I have a '17 gmc cargo 2500 at work I could check the axle for you. The 4.8 is pretty slow and the 6 speed downshifts slow. I can stand on the gas pedal and it doesn't go anywhere. I think if someone tuned all that bullshit out it would probably run as good as a 4.8 from 20 years ago. :laughing:

I don't know if I'd buy a new passenger van, there are so many used ones at auctions for sale.

I think my boss said he paid $30k for it. A lot of the cargo vans don't have much options. Cruise control is a must in a van or your foot gets cramped in 5 minutes. The GM vans have more seat room than the older Ford Econolines. Seems like a lot of companies around here are buying the GMs instead of going with the Transits.
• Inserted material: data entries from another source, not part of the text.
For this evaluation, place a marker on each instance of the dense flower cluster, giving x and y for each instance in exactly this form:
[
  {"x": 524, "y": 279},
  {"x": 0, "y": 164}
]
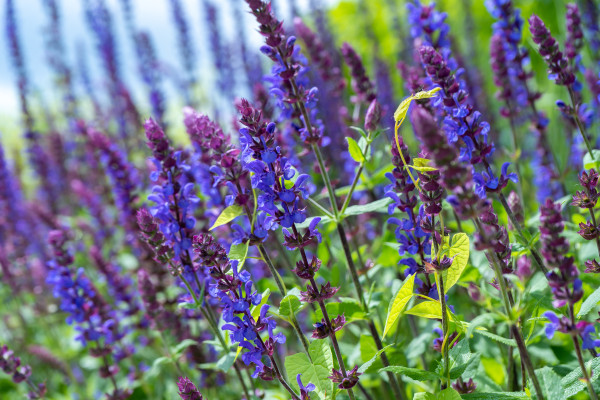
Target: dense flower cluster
[
  {"x": 564, "y": 281},
  {"x": 238, "y": 298}
]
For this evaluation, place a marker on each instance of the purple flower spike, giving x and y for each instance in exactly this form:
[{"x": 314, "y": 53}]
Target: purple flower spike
[
  {"x": 187, "y": 389},
  {"x": 558, "y": 66},
  {"x": 304, "y": 390}
]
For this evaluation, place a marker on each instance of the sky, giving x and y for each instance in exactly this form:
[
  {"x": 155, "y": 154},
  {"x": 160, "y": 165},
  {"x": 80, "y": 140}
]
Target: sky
[{"x": 151, "y": 15}]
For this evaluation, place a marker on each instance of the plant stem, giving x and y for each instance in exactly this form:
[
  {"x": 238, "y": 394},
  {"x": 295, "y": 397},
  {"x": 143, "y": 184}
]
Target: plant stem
[
  {"x": 594, "y": 222},
  {"x": 280, "y": 284},
  {"x": 513, "y": 327},
  {"x": 513, "y": 131},
  {"x": 445, "y": 329},
  {"x": 534, "y": 253},
  {"x": 356, "y": 176},
  {"x": 580, "y": 126},
  {"x": 584, "y": 371},
  {"x": 396, "y": 385},
  {"x": 325, "y": 176}
]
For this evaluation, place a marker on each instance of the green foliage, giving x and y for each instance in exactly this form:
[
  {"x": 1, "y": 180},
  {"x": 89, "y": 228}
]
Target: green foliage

Use to be everybody had the Econolines.
 
#17 · (Edited)
Seems like a lot of companies around here are buying the GMs instead of going with the Transits. Use to be everybody had the Econolines.

No shit. The transits are European garbage. Europe loves them because they only have other shitty euro-vans to compare to. Compared to the E-series and GM vans you would have to be a complete moron to buy a Transit that's out of warranty. They are simply not as overbuilt as the domestic truck-like vans and do not hold up to abuse as well. They're fine if you're running an upscale airport shuttle service and plan to sell the van after 5yr but nobody doing real work should buy a euro van. They're just as hard to work on and break twice as often.
 
#20 ·
So the to this end, has any one used or messed with the nissan NV3500's? I know someday I will need to replace my excursion as the family truckster....and a van, esp 4x4 van might get the nod if it can come with 10k gvw....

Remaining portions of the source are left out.